Many times I’ve caught three or four inchers that hit a small garden worm hard! And the colors of a small brook trout are really beautiful. But on rare occasions when you look ahead and see a hole about two or three feet deep and four feet wide wedged among logs and sticks, you get excited. Could there be a giant hiding under all of that cover?

This was the case the other day. I fished downstream about a 100 yards with nothing going on. The stream was very shallow with hardly any place where a trout could safely hide while waiting for their next meal. But as I walked farther, I saw up ahead that the stream turned slightly to the left and deepened down to about three feet or so. Tall grass was helpful in hiding me as was the bend in the stream.

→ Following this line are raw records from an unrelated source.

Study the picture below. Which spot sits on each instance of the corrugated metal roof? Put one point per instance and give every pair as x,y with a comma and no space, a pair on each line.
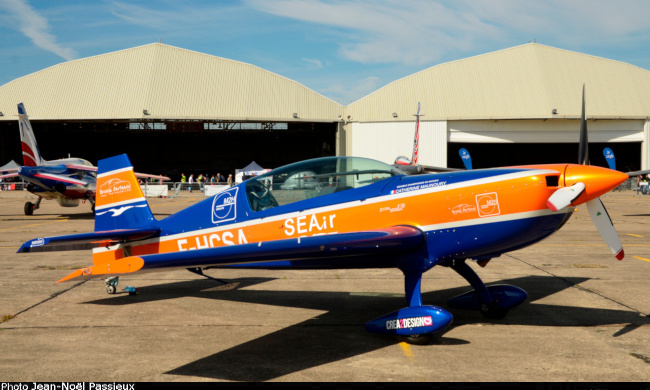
169,82
522,82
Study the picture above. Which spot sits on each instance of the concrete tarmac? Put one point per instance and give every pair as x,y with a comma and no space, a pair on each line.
586,317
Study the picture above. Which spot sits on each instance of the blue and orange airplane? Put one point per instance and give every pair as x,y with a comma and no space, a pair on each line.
350,213
67,180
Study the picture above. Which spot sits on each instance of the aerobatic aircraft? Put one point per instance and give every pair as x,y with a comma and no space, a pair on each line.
347,212
67,180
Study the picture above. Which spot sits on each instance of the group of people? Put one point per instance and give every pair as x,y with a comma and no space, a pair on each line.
203,180
642,184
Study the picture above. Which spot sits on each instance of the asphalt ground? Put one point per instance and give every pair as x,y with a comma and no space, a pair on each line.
586,317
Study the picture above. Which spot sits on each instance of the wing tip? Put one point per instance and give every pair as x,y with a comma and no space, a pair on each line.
620,254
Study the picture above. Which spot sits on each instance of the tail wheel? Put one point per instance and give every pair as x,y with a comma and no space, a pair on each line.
29,208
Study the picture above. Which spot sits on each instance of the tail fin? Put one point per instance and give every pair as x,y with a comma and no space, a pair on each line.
119,201
31,155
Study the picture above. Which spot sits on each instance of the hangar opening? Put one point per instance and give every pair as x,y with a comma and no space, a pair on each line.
627,154
174,147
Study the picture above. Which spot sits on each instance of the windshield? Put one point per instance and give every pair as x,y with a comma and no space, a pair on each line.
313,178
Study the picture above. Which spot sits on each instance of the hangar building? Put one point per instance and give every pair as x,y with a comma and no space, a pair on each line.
171,110
176,110
515,106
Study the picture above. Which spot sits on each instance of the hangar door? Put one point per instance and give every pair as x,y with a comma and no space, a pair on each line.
511,142
385,141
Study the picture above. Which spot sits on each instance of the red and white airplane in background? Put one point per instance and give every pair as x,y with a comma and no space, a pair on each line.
67,180
354,213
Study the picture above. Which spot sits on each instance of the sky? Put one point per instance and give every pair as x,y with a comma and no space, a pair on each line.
341,49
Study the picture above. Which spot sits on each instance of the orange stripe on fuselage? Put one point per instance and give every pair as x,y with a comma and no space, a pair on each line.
440,206
117,187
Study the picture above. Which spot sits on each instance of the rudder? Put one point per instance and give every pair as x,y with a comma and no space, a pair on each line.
119,200
31,154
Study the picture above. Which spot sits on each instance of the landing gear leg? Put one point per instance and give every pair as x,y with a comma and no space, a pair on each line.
415,324
111,284
493,302
30,207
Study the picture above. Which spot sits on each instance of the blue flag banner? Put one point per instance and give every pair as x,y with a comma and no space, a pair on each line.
467,159
609,156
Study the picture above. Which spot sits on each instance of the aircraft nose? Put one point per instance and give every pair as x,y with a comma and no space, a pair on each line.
597,180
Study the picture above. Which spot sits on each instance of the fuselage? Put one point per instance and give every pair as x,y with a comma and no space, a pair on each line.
468,214
65,185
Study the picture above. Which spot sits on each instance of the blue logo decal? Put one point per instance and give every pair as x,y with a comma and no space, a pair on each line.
224,206
609,156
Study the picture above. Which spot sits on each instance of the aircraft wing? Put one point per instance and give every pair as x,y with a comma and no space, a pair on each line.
87,240
94,169
85,168
55,177
376,243
6,173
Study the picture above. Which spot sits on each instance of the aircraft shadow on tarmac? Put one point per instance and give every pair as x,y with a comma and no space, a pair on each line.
339,333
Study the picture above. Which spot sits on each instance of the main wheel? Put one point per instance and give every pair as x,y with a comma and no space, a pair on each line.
29,208
418,339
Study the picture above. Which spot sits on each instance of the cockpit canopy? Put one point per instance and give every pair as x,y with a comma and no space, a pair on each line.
313,178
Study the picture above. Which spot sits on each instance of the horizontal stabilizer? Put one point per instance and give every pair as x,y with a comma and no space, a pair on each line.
94,169
380,242
564,196
87,240
61,178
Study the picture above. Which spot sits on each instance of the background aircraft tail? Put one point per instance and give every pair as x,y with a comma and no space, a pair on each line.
31,154
119,201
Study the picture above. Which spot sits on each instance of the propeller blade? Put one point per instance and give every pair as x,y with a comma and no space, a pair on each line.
605,227
583,152
565,196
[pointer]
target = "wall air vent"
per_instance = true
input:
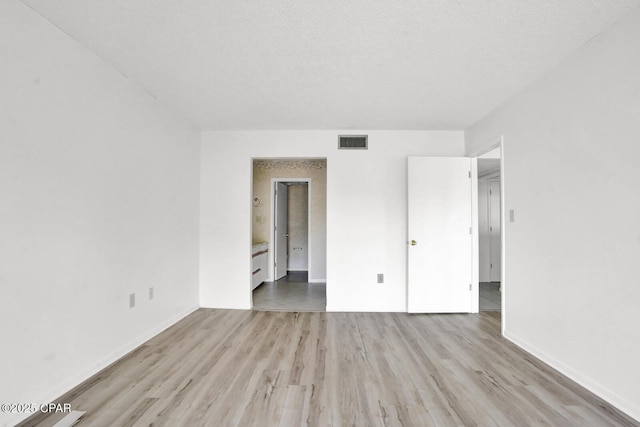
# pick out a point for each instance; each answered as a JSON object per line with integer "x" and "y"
{"x": 352, "y": 142}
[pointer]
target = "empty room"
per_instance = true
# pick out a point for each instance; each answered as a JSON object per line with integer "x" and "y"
{"x": 463, "y": 197}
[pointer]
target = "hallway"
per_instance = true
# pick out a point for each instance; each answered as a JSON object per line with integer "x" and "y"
{"x": 291, "y": 293}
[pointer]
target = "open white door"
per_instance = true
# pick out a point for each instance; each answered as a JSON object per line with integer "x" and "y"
{"x": 440, "y": 241}
{"x": 281, "y": 233}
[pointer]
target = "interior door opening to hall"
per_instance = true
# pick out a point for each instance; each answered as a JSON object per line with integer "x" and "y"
{"x": 489, "y": 231}
{"x": 289, "y": 231}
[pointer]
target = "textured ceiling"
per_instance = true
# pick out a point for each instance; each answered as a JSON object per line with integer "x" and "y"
{"x": 332, "y": 64}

A small pool of deep water

My first presentation was good. No obstructions. As soon as the small worm touched the water, I had a major bite! I knew right away it was not a three incher. I pulled the rod. The line flew up with no fish. I adjusted the worm and repeated the toss in. Bang! Another big hit. And again, no fish. But the third time the massive 11 inch Brook Trout stayed on! I was lucky that it did not twist off the hook as I lifted it up onto the bank.

11-inch Brook trout

Most of the stocked trout are taken as summer wears on and the waters warm. Fishing in broader/deeper streams and small lakes can leave you with an empty feeling and, at best, a few bites from a fish other than a trout. Fly fishing in catch and release waters, however, can still be rewarding. But you might just like the shade of the forest and hunting for potential monsters. Find a small, fresh water stream in the woods and enjoy the solitude and earthy aroma of the cool shade and go hunting for trout!